This seems to be due to the fact that when git-to-freshports-xml.py exits with an error that it leaves the repo in a less than ideal state and in this case detached HEAD. Im not sure why git-to-freshports-xml.py actually needs to try to checkout each of these commits vs just leverage something like git show <SHA> but it still looks like its having issues with being able to leverage the type of HEAD, again this seems like its due to a mismatch of the actual type being used in python.

Anyway it sounds like youve got a path forward and thats good 😄

dlangille commented 4 years ago

Im not sure why git-to-freshports-xml.py actually needs to try to checkout each of these commits vs just leverage something like git show <SHA>

FreshPorts need both.

git show <SHA> is used to create the XML which is then used to populate the database. This data only contains the facts of the commit.

After putting the XML in to the database, the database is then refreshed with data from the repo. There is more information in FreshPorts than that obtained from the commit.
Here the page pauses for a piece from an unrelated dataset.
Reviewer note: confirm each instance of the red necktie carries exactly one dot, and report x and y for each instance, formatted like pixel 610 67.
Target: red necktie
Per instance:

A number of make -V commands are run to obtain various data, such as:

This information cannot be obtained from the commit log. It must be extracted from the files. Thus, we do a git checkout <HASH>.

With subversion, there was no need to extract the data from the commit log. It was extracted from an email

With git, there is no git-specific email list yet. Therefore, we took the commit log approach.

This change in the XML generation step eventually led to the creation of a second working copy of the repo, one for XML creation (git log) and one for running make -V (git checkout).

dlangille commented 4 years ago

Running a single commit can be done via:

[dan@devgit-ingress01:~/message-queues/retry] $ ~/scripts/helper_scripts/git-commit-single.sh 4e0c57e6b4740e970be8e2ff640bc7cd560d1b24
2020.07.24 12:20:20 git-single-commit.sh started
2020.07.24 12:20:20 git-single-commit.sh repo is /var/db/ingress/repos/freebsd-ports
2020.07.24 12:20:20 git-single-commit.sh XML dir is /var/db/ingress/message-queues/incoming
2020.07.24 12:20:20 git-single-commit.sh /usr/local/libexec/freshports/git-to-freshports-xml.py --path /var/db/ingress/repos/freebsd-ports --single-commit 4e0c57e6b4740e970be8e2ff640bc7cd560d1b24 --output /var/db/ingress/message-queues/incoming
2020.07.24 12:20:20 git-single-commit.sh ending
[dan@devgit-ingress01:~/message-queues/retry] $